All tests were conducted using a two-sided significance level at α < 0.05.


The purpose of this study is to evaluate the effectiveness of this early intervention based on cognitive behavioural principles on the reduction of panic disorder symptomatology. Furthermore, cost-effectiveness of the intervention is evaluated. We predicted that the experimental condition would show superior effects in reducing panic symptoms, improving quality of life and will be cost-effective despite the additional costs introduced by offering the 'Don't Panic' intervention in the first place. This may be regarded to be an important finding, because, to our knowledge, this is the first study that examines the effectiveness of an early intervention for self-referred adults with subthreshold or mild panic disorder, offered by community mental health centres.

Strengths and limitations

We changed the original protocol by including people with mild PD (PDSS < 13) and, as a consequence, not excluding participants with PD according to the MINI-Plus. People with mild PD are known to be shy in asking professional help. A low threshold intervention may appear accessible and acceptable for these people. In the Dutch mental health care system people with subthreshold or mild mental disorders are usually offered courses as a first step in a stepped-care model in mental health [6264]. To strengthen the external validity of the trial we decided to include people with mild PD. Furthermore, the results may be highly generalizable as the intervention is studied in its natural setting and the recruitment strategies of both the study and the community mental health centres that offer the course are very similar. Another strength of this trial is the use of an structured diagnostic interview for DSM-IV and ICD-10 psychiatric disorders (MINI-Plus). This makes it possible to analyze changes in PD status, and for randomization to be stratified by subthreshold PD versus mild PD, and by presence versus absence of co-occurring agoraphobia. The latter was done because it was assumed that agoraphobia is a prognostic relevant factor for treatment response in PD.
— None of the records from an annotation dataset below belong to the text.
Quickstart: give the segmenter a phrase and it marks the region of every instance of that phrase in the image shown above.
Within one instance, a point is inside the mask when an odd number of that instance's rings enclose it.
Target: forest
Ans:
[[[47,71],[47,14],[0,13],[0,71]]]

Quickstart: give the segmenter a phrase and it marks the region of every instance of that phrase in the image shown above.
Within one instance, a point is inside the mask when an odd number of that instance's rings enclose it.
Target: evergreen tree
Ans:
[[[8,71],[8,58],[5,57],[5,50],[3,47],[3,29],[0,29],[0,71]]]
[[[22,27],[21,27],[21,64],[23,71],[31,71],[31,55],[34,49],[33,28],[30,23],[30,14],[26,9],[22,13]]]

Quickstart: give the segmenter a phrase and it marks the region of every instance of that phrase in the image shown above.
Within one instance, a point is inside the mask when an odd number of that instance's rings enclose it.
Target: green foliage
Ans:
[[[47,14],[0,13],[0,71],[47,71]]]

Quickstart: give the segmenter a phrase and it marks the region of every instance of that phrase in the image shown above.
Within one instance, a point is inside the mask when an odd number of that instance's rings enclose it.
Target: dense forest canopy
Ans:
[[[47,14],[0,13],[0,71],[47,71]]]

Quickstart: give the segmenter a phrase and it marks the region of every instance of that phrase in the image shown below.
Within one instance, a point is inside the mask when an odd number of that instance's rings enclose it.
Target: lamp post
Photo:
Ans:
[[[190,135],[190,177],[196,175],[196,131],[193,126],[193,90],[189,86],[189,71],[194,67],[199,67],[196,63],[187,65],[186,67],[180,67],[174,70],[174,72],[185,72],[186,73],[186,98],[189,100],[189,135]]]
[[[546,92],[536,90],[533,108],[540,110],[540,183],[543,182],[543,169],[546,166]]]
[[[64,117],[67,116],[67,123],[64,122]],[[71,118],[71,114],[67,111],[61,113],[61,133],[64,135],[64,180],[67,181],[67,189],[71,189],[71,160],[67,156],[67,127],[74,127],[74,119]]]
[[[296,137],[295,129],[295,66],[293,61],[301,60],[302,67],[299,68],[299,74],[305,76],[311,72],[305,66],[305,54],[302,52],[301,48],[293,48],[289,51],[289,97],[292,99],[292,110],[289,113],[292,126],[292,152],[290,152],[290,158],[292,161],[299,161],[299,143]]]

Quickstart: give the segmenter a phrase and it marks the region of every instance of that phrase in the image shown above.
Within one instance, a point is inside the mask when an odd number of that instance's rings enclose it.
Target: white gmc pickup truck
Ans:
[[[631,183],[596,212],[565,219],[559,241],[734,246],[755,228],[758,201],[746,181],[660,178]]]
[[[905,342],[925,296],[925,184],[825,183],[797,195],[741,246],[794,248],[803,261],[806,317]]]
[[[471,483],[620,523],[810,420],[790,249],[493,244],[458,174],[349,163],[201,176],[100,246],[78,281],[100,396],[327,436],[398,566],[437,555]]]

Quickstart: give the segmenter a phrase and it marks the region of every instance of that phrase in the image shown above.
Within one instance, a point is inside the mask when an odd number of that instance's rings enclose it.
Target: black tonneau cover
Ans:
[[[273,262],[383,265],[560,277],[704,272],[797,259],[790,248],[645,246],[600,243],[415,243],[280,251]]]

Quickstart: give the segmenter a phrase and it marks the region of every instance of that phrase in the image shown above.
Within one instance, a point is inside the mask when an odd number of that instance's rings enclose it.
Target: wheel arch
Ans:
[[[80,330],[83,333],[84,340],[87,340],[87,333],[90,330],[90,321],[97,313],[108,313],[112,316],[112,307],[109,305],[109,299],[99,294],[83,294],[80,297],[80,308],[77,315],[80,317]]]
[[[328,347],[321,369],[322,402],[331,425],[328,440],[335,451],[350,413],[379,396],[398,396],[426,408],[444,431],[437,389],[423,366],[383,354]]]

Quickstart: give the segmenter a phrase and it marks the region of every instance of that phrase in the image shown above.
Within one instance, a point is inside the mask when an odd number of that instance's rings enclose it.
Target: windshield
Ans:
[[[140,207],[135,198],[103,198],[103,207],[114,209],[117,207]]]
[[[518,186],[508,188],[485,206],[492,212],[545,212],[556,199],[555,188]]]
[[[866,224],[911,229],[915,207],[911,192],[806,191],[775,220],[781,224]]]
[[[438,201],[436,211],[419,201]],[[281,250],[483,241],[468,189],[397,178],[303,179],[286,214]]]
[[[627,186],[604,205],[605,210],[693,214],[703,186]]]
We recognize a number of limitations in this study. First, because of the absence of a placebo control, it is not clear whether nonspecific components of the intervention, such as social cohesion and expectation of gain contribute to the possible early intervention effect. Future research should use placebo controlled designs to overcome this problem. Secondly, the time available to study a change in PD status was only three months. For ethical reasons the control group received the intervention a few weeks after T1. For future research to study a change in PD status an extended period is advised. Thirdly, because of financial limitations we could not raise the sample size, so the change of protocol by including mild PD caused a lack of power to analyze a reduction of incidence of PD according to the MINI-Plus. Fourthly, there is no control condition at six-month follow-up after the course. Therefore, definite conclusions that the possible effects at six-month follow-up may be related to the intervention are not allowed. Finally, the extended follow-up period was only six months following the conclusion of the course, but longer follow-up periods are needed to know how long the possible effects will persist.

Notwithstanding the limitations, the development and research of an early intervention in panic disorder – a severe and persistent mental disorder, associated with a large burden of disease and extensive economic costs – is of the utmost importance.